Amazon France suspends distribution centre activities over coronavirus dispute

Amazon is temporarily halting its operations in France after a court ruled the US e-commerce giant had failed to adequately protect warehouse workers during the coronavirus outbreak.

The civil court outside Paris said that it must restrict deliveries to only food, hygiene and medical products until it addressed the issue. The company was given a deadline of Wednesday evening to carry out the order or face a fine of one million euros per day. Amazon said it would appeal.

“We have suspended activities in our distribution centres in France, despite the huge investment we have made to ensure and strengthen safety measures for our employees,” the retailer said in a statement. It added that the ruling was “perplexing” but the fine was too steep to risk not complying.

It also lashed out at the unions behind the court case and warned that there would likely be “consequences for many people in our country,” including thousands of employees, customers and French businesses that make sales on Amazon’s platform.

Meanwhile, Stateside…

Amazon has fired two employees who blasted the company over its warehouse conditions during these challenging times.

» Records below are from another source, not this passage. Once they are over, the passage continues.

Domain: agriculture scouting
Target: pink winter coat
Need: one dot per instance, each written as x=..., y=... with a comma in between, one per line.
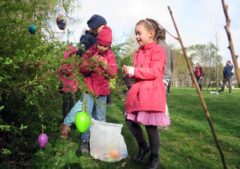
x=148, y=91
x=96, y=77
x=67, y=76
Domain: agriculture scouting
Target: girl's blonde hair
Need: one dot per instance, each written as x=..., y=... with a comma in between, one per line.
x=151, y=25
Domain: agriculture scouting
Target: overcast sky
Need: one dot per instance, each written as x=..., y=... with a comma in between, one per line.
x=198, y=21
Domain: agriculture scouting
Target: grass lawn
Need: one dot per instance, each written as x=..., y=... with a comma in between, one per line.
x=187, y=144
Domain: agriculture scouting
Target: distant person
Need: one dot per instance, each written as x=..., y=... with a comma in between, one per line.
x=146, y=100
x=227, y=76
x=98, y=67
x=198, y=72
x=95, y=23
x=168, y=68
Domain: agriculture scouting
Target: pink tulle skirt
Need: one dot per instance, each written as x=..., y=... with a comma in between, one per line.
x=149, y=118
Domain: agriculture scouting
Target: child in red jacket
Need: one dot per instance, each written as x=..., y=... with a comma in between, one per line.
x=98, y=66
x=68, y=79
x=146, y=99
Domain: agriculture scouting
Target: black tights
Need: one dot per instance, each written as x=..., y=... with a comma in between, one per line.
x=153, y=136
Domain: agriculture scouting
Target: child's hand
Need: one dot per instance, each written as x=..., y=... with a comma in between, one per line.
x=129, y=70
x=100, y=61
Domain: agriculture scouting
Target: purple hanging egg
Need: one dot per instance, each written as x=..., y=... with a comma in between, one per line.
x=42, y=140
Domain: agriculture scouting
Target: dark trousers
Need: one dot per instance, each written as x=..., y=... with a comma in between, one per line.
x=153, y=136
x=68, y=102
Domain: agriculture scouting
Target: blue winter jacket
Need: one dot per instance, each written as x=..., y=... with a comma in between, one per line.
x=86, y=41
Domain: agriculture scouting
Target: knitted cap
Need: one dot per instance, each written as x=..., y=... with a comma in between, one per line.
x=104, y=37
x=96, y=21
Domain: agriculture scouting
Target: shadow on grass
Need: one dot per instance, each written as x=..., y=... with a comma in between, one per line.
x=72, y=166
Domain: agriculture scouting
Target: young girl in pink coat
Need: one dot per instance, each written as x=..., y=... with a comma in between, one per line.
x=146, y=100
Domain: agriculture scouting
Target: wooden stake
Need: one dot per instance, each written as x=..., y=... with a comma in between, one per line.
x=230, y=47
x=207, y=114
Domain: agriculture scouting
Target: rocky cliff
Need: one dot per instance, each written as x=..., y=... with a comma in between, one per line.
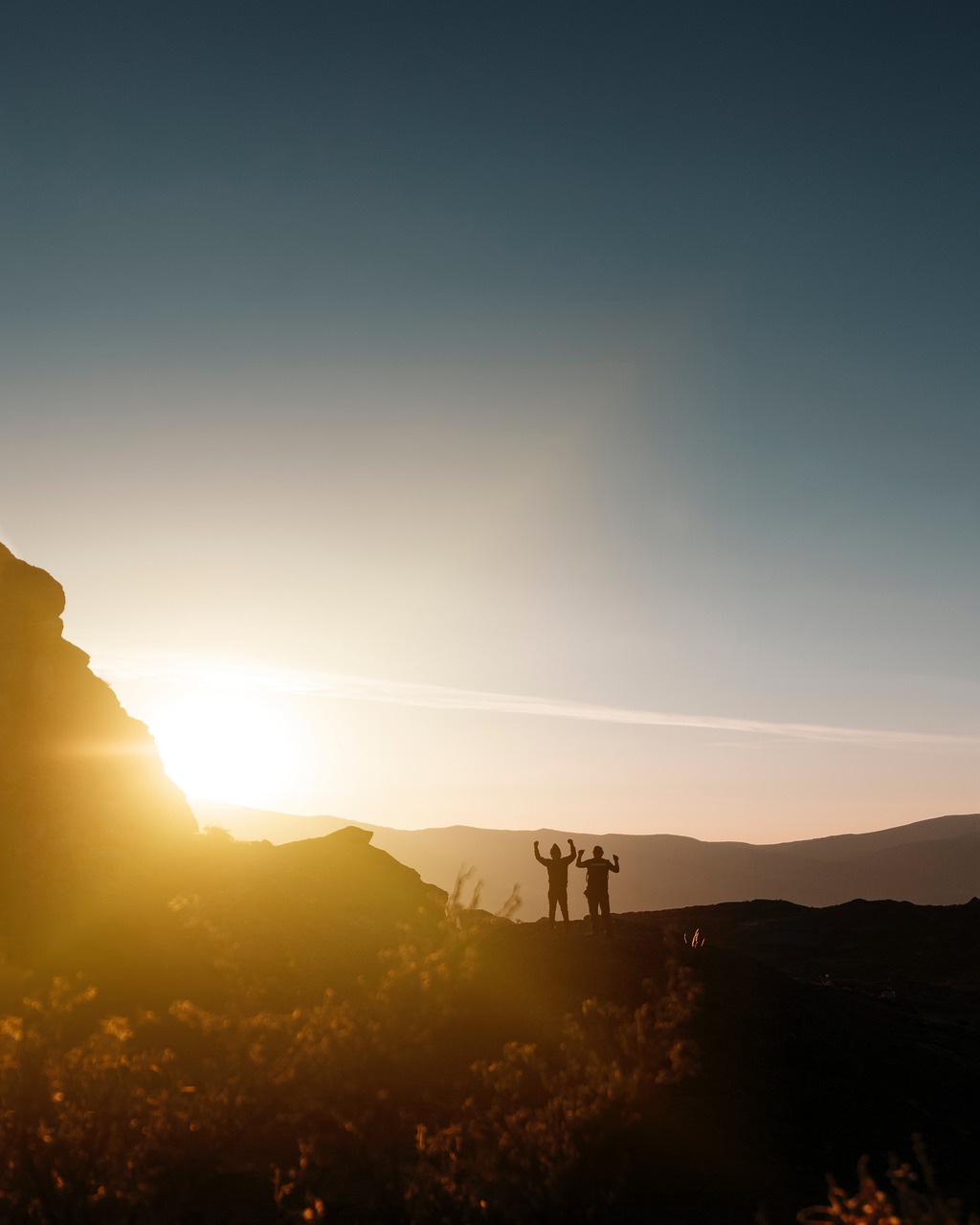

UX designers Emily Cunningham and Maren Costa were let go on Friday. They were members of the Amazon Employees for Climate Justice group and had flagged up via Twitter a “lack of safe and sanitary working conditions” for warehouse workers.

“Amazon fired me and @marencosta,” Cunningham said on Twitter. “As Mary Oliver wrote, "oh! how rich it is to love the world." It's a gift to be able to fight for something you love so deeply. All I know is that we need eachother. And that we can do this. PS I love you.”

An Amazon spokesperson stated the pair had been shown the door for “repeatedly violating internal policies…We support every employee’s right to criticise their employer’s working conditions, but that does not come with blanket immunity against any and all internal policies.”

A third employee, Chris Hayes, also had his employment cut short after he criticised its treatment of warehouse workers. He had already handed in his resignation and was planning to leave this week, but a few hours after he invited co-workers to a virtual discussion with warehouse workers, a human resources representative told him he would no longer be allowed to work.

Amazon recently posted an update to its blog citing the numerous safety measures it has offered employees, including personal protective equipment, temperature checks, social distancing guidelines, and other process updates meant to keep workers healthy.